The goal of nntrf is to transform datasets from their original feature space to the space defined by the activations of the hidden layer of a 3-layer Multi-layer Perceptron. This is done by training a neural network and then computing the activations of the neural network for each input pattern. Package nnet is used under the hood for this purpose. It is a supervised transformation because it results from solving a supervised problem, as opposed (for instance) to Principal Component Analysis.

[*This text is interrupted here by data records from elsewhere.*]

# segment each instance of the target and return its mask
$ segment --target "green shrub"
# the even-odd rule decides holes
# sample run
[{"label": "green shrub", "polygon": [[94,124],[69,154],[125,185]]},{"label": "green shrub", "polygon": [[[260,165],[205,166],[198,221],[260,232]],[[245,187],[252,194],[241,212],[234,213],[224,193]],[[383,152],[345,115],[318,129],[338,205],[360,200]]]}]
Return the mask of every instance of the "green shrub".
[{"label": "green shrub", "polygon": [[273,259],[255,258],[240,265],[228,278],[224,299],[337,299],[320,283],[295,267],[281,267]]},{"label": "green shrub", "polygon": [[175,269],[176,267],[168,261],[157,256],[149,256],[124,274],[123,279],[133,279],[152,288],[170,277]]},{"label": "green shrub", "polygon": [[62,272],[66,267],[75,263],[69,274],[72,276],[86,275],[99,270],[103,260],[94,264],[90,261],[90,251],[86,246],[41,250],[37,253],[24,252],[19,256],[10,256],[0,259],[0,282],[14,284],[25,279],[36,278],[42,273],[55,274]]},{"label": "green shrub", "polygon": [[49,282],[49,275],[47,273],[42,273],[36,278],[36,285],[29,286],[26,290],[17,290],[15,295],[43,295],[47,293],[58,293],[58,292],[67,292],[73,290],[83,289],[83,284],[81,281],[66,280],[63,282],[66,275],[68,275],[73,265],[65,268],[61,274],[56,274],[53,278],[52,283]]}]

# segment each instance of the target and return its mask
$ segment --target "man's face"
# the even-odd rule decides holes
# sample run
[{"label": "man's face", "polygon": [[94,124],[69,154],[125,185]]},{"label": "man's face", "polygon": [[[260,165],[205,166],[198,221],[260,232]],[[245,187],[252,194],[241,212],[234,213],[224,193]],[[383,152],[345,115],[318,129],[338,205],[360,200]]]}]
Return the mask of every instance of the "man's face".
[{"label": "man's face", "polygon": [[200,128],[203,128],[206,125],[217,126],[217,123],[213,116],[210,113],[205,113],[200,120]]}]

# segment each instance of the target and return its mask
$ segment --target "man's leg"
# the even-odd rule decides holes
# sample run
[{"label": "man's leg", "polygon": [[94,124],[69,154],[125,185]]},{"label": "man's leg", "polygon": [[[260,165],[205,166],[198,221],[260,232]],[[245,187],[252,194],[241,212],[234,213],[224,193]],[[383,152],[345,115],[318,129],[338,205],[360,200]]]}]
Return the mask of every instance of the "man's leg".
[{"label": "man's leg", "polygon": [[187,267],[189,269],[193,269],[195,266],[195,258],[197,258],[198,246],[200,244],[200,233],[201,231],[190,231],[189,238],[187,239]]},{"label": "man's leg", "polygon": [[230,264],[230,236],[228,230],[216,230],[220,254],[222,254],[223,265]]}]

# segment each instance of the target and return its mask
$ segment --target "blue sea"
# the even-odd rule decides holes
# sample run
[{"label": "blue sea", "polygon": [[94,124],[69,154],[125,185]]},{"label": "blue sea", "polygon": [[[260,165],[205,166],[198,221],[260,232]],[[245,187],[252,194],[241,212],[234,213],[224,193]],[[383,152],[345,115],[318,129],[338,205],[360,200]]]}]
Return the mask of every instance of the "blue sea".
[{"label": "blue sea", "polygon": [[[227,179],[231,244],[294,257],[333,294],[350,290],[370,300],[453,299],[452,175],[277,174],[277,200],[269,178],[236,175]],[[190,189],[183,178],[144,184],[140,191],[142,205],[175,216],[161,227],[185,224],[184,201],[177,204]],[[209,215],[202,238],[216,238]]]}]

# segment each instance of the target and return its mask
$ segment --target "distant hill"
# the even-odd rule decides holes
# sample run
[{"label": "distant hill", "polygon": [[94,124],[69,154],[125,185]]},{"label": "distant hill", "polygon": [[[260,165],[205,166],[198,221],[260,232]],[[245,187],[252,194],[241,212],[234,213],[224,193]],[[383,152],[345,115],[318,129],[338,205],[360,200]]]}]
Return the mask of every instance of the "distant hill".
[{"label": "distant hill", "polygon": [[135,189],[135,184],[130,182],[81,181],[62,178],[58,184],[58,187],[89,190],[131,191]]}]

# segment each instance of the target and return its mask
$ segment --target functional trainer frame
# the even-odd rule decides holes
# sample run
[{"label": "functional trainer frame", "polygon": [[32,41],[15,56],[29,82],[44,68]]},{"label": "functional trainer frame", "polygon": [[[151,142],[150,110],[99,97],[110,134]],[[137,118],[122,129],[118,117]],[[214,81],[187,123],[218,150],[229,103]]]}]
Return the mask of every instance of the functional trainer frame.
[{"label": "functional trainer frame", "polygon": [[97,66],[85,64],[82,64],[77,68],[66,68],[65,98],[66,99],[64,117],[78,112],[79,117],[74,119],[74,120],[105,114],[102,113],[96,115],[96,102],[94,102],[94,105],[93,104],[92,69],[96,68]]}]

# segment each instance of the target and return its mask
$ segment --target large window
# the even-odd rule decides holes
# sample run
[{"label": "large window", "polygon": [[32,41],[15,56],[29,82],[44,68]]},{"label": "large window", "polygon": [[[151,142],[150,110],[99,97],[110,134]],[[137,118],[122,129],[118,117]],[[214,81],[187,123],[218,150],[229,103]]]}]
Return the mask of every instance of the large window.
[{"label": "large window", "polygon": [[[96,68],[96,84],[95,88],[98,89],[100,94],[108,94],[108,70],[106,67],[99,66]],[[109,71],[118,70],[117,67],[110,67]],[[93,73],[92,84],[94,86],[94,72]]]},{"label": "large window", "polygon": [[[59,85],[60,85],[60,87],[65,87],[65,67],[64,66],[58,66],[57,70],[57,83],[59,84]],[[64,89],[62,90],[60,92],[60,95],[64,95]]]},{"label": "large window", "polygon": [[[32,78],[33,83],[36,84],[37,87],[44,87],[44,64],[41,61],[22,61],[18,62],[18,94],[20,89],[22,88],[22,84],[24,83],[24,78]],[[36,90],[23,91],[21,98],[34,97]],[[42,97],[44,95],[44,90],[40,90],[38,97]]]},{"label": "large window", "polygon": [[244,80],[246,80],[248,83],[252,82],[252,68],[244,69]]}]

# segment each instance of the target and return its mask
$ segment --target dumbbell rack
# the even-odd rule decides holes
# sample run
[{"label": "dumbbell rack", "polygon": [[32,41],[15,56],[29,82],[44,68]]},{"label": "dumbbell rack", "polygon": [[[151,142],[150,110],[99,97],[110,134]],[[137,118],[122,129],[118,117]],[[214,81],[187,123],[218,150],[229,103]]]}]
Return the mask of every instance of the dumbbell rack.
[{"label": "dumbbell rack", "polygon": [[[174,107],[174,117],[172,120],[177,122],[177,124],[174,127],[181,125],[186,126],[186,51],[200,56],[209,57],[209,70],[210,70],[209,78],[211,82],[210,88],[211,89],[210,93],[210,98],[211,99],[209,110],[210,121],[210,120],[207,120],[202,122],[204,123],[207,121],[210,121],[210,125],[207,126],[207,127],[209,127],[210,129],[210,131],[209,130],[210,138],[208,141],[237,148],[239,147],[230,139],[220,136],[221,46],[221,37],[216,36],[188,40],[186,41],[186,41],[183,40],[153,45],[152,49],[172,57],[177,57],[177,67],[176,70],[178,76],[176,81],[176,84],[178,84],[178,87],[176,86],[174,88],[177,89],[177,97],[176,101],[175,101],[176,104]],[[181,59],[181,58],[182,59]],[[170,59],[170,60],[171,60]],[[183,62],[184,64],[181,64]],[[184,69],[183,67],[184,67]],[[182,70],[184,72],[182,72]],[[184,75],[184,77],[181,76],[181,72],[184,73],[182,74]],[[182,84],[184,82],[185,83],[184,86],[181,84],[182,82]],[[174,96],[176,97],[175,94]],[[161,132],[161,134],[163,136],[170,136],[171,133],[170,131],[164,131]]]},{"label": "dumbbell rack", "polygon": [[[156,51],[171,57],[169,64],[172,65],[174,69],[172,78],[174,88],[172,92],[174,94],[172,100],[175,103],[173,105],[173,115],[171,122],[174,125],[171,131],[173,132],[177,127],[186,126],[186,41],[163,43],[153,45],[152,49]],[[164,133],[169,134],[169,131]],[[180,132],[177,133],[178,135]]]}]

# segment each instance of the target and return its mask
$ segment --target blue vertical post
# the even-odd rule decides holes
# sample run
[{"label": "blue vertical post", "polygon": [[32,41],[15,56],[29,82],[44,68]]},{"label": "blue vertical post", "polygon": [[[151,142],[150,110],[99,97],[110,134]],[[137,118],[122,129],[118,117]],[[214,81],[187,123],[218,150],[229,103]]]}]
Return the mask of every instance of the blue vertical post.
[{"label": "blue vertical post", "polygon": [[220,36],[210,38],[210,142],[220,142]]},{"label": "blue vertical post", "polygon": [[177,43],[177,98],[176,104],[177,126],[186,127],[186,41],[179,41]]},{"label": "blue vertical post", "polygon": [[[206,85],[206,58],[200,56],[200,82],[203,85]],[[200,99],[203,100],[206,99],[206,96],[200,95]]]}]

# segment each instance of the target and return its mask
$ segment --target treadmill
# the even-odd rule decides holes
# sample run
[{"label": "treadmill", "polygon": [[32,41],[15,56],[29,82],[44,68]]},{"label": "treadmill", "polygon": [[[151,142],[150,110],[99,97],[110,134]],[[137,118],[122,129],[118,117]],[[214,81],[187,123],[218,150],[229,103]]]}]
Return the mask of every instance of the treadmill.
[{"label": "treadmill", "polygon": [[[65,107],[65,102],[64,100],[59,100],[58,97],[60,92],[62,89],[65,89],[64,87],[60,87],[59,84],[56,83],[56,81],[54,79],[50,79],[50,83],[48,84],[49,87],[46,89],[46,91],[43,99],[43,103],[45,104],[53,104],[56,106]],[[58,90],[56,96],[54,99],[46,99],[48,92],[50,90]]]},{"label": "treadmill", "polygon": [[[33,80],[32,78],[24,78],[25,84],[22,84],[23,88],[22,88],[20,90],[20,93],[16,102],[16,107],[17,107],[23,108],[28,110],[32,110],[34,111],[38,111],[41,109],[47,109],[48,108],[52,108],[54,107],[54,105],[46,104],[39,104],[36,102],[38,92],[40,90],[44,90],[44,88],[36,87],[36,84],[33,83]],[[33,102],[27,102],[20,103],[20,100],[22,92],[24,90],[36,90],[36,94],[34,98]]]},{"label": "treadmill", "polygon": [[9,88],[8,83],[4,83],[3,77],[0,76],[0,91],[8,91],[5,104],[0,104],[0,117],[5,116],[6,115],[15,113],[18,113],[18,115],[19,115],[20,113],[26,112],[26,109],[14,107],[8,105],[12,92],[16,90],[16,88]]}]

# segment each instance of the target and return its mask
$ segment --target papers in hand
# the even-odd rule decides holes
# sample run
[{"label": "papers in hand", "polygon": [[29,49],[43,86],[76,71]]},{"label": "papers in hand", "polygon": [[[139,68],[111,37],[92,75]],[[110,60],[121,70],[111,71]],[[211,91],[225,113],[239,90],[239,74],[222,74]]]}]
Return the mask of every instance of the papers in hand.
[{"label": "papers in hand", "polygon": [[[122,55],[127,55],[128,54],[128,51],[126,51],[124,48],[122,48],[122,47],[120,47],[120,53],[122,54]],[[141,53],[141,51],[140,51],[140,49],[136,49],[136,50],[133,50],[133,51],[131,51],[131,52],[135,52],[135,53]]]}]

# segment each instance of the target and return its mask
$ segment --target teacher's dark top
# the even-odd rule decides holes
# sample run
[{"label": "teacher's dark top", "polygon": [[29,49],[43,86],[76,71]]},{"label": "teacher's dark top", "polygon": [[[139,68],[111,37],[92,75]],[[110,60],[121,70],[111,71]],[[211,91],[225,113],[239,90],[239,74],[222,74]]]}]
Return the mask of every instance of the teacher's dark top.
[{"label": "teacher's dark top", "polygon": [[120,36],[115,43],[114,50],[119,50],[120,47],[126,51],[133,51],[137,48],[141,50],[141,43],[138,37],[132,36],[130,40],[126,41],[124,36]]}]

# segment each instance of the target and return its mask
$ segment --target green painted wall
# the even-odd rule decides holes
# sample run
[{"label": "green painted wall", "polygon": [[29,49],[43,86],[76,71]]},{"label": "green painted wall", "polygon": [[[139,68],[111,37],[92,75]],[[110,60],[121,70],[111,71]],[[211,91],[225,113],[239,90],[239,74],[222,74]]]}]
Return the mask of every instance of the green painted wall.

The following example shows how to transform the iris dataset, from the original 4-dimension space, into a 2-dimension space by means of nntrf. For nntrf, if the dependent variable is a factor (like for iris), then it is considered a classification problem, otherwise (if it is a number), then it is considered a regression problem.
iris <- NULL
data("iris", envir = environment())
rd <- iris
n <- nrow(rd)
# Species is already a factor. Conversion is here to remark that for classification problems
# the dependent variable must be a factor.
rd$Species <- as.factor(rd$Species)
set.seed(0)
training_index <- sample(1:n, round(0.6*n))
# Get training and test data
train <- rd[training_index,]
test <- rd[-training_index,]
x_train <- as.matrix(train[,-ncol(train)])
y_train <- train[,ncol(train)]
x_test <- as.matrix(test[,-ncol(test)])
y_test <- test[,ncol(test)]
# Now, use nntrf to transform the original 4-dim space into a 2-dim space (size=2)
# First, we train the neural network with 2 hidden neurons
set.seed(0)
nnpo <- nntrf(formula=Species ~. ,
data=train,
size=2, maxit=140, trace=TRUE)
# Second, we transform the dataset using the weights of the hidden layer
trf_x_train <- nnpo$trf(x=x_train,use_sigmoid=FALSE)
trf_x_test <- nnpo$trf(x=x_test,use_sigmoid=FALSE)
# It can be seen that the new feature space is 2-dimensional
print(dim(trf_x_train))
# Third, KNN is used to classify the dataset on the transformed space
outputs <- FNN::knn(trf_x_train, trf_x_test, train$Species)
success <- mean(outputs == test$Species)
cat(paste0("Success rate of KNN (K=1) with iris transformed by nntrf ", success, "\n"))
# For comparison purposes, next KNN is used to classify the iris dataset on the original space
set.seed(0)
outputs <- FNN::knn(x_train, x_test, train$Species)
success <- mean(outputs == test$Species)
cat(paste0("Success rate of KNN (K=1) with original iris ", success, "\n"))